These Asian economies are struggling
The longer the trade war continues, the more dangerous the situation becomes for the growth of the world economy. China and the United States will be able to digest this, but other Asian countries may have a harder time. Japan, South Korea and Taiwan are highly dependent on exports and will be most affected by continuing trade war.
The growth of the world economy is not helped by the continuing trade war between the United States of America and China. Although American President Donald Trump wants to make it difficult for China, it is the other Asian countries that are most affected by this.
Less export
Countries such as Japan, South Korea and Taiwan are closely related to the Chinese economy and are highly dependent on the economic situation. These countries export a lot to China to supply consumers and businesses. So if the economy in China runs less smoothly, there is less demand for goods and services and therefore less export for these countries.
"They depend very highly on trade linkages with China, and (are) very tightly tied in to both domestic demand in China and in terms of the broader supply chains. So they're very, very highly exposed."

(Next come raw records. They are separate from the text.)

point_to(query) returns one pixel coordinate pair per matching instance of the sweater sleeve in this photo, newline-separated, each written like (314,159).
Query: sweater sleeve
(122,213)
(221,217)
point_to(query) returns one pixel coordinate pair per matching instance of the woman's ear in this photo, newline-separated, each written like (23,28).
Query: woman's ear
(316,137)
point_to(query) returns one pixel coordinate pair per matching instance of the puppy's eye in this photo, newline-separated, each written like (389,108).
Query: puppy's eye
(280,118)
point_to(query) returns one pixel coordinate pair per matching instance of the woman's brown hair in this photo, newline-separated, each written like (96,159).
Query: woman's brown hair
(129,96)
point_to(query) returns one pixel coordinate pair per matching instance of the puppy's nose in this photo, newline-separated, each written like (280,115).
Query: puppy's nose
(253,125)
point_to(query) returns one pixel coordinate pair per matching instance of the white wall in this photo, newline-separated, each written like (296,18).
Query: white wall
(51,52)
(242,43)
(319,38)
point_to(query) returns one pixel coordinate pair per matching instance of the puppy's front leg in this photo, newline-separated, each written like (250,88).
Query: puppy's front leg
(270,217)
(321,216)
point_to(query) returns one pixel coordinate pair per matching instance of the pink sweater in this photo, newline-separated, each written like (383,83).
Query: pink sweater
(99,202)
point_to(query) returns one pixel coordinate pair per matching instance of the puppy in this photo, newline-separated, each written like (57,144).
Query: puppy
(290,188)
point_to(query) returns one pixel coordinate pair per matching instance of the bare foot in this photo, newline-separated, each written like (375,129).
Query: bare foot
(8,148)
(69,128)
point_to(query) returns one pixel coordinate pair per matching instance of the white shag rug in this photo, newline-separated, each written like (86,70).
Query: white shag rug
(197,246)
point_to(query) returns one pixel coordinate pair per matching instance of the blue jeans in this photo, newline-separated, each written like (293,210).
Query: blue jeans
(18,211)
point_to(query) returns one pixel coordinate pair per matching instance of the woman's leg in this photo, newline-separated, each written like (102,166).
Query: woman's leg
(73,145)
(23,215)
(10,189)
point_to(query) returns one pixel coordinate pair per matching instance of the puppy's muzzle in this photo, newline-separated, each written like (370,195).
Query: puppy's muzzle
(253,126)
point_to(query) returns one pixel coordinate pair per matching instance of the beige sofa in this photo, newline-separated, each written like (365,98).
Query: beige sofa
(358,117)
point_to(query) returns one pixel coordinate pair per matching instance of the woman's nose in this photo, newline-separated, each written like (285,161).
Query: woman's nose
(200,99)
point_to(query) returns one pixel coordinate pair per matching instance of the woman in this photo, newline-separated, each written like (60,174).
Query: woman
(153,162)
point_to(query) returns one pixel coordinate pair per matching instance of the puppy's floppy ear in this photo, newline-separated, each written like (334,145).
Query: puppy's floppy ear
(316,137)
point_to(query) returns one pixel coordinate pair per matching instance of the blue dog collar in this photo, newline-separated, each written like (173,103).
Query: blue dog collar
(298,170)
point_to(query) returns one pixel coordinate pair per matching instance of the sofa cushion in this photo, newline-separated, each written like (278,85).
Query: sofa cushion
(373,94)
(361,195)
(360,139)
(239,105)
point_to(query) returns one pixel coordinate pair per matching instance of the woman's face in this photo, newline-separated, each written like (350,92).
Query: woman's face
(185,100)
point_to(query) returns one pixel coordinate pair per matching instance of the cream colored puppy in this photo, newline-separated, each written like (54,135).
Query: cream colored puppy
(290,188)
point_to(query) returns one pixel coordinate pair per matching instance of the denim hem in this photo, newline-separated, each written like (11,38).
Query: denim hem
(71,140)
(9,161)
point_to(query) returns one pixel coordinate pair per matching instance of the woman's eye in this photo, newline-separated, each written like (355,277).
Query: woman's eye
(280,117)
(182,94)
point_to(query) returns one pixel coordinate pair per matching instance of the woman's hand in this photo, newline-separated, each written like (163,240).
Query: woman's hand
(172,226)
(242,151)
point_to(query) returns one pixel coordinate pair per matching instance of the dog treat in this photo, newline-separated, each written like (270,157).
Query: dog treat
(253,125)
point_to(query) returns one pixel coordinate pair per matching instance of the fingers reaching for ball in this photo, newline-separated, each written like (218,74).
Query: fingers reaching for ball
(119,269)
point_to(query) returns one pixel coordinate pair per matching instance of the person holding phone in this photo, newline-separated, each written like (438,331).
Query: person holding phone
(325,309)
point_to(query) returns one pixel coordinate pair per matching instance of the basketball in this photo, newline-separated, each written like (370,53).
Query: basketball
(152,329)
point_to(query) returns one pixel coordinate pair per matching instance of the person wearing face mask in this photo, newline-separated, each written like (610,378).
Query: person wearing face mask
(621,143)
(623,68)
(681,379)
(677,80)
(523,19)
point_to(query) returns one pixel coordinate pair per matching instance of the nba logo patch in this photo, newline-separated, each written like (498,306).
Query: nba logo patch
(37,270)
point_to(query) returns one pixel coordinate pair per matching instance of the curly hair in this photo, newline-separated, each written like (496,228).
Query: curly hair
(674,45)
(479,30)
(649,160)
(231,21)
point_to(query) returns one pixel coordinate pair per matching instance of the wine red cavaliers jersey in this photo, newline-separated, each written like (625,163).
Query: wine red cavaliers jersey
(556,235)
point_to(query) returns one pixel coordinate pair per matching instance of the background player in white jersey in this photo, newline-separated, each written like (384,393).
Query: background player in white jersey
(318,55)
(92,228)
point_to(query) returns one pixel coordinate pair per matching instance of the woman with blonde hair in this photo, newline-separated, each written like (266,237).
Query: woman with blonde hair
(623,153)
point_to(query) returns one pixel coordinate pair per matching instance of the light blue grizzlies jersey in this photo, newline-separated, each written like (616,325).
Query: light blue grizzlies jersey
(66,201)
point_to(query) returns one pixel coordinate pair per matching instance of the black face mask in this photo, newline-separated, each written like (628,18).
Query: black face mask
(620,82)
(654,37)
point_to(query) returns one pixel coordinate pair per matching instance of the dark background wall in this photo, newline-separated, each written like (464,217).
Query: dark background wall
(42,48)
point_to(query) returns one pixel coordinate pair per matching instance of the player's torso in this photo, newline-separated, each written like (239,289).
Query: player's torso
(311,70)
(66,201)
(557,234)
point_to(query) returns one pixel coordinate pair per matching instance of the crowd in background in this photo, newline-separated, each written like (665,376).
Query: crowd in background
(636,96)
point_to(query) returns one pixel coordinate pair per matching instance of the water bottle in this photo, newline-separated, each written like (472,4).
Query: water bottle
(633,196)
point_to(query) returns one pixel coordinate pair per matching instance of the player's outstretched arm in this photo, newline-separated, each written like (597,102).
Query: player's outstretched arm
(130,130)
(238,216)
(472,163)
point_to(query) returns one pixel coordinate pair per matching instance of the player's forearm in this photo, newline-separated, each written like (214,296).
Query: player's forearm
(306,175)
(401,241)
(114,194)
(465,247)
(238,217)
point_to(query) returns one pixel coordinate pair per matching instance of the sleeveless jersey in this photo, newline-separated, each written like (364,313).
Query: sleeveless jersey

Steve Cochrane, economist at Moody’s Analytics, emphasizes that Japan, South Korea and Taiwan are equally hard hit by the United States. They therefore also benefit from the fact that the conflict between the USA and China is resolved as quickly as possible in view of their "exposure".
This is also clearly visible on the stock exchanges, the indices in the countries concerned are among the largest "losers" in Asia. On the other hand, as soon as a new trade agreement is reached, the indices of these countries will recover strongly to higher regions.
We do not have a clear picture. With Donald Trump it is always unclear which direction we are heading. The meeting at the G20 summit at the end of this month may create a little more clarity, but with Trump you are of course never sure.